Other characters fare worse. A vital companion in the first, Rose Tico (Kelly Marie Tran) is benched seconds into her second appearance, in favour of new characters who barely have the chance to leave a scratch. Then, there is one of the most unearned reveals that does no justice to General Hux (Domhnall Gleeson).
The major retcon backfired. Loyal fans were angered. The fire was fanned for those who were long ready to hate the film, no matter how it turned out. Blame fell once again on Rian Johnson for doing what he thought had been best with the characters, where someone else had left off.
Few questioned why he was given no blueprint to follow, if JJ Abrams already had a story in mind. Why then had Johnson been given the job, if he was supposed to go with someone else’s ideas?
One must acknowledge that neither filmmakers were at fault for following their own paths. The movie’s biggest mistake was having two creatives attempt to reconcile their distinctively different visions.

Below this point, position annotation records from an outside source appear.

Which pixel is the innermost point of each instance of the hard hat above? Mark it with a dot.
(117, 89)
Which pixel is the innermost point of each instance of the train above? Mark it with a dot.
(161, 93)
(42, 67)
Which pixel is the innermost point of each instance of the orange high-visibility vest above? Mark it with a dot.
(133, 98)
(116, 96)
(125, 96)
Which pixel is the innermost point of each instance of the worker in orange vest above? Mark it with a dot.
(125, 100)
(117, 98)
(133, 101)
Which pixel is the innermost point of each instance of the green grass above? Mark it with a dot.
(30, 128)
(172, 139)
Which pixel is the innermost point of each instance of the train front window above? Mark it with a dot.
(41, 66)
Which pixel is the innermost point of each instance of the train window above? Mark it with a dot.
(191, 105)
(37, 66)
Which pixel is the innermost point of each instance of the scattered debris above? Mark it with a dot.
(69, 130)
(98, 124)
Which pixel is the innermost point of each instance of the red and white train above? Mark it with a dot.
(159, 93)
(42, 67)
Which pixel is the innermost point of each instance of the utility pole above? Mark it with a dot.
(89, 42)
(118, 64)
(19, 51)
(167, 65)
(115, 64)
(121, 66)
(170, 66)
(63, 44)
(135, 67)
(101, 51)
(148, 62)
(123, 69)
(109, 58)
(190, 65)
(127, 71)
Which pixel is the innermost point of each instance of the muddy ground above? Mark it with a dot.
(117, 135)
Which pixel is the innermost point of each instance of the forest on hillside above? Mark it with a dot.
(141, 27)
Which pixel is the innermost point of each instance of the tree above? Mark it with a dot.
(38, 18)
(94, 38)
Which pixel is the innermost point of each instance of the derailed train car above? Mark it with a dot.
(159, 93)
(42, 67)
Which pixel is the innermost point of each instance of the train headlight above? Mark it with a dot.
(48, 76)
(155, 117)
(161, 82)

Leaving blame aside would leave us some to enjoy in the film that is actually more decent than most may have you believe. Spending a feature length apart had not ebbed away an inch of the bond between Rey, Poe, and Finn. There is immense pleasure in seeing the reckless pilot, the former Stormtrooper, and the ex-nobody reunite for one last ride.
It is clear that the trio had as much fun as did the original cast, who also received warm tributes befitting the story’s final chapter. After this recent annual churning of Star Wars features, there is no better relief to have the franchise finally take a breather – at least for a little while.
An uneven narrative never tempers the fun of the Star Wars saga that sees to another fitting closing chapter for old and new crews.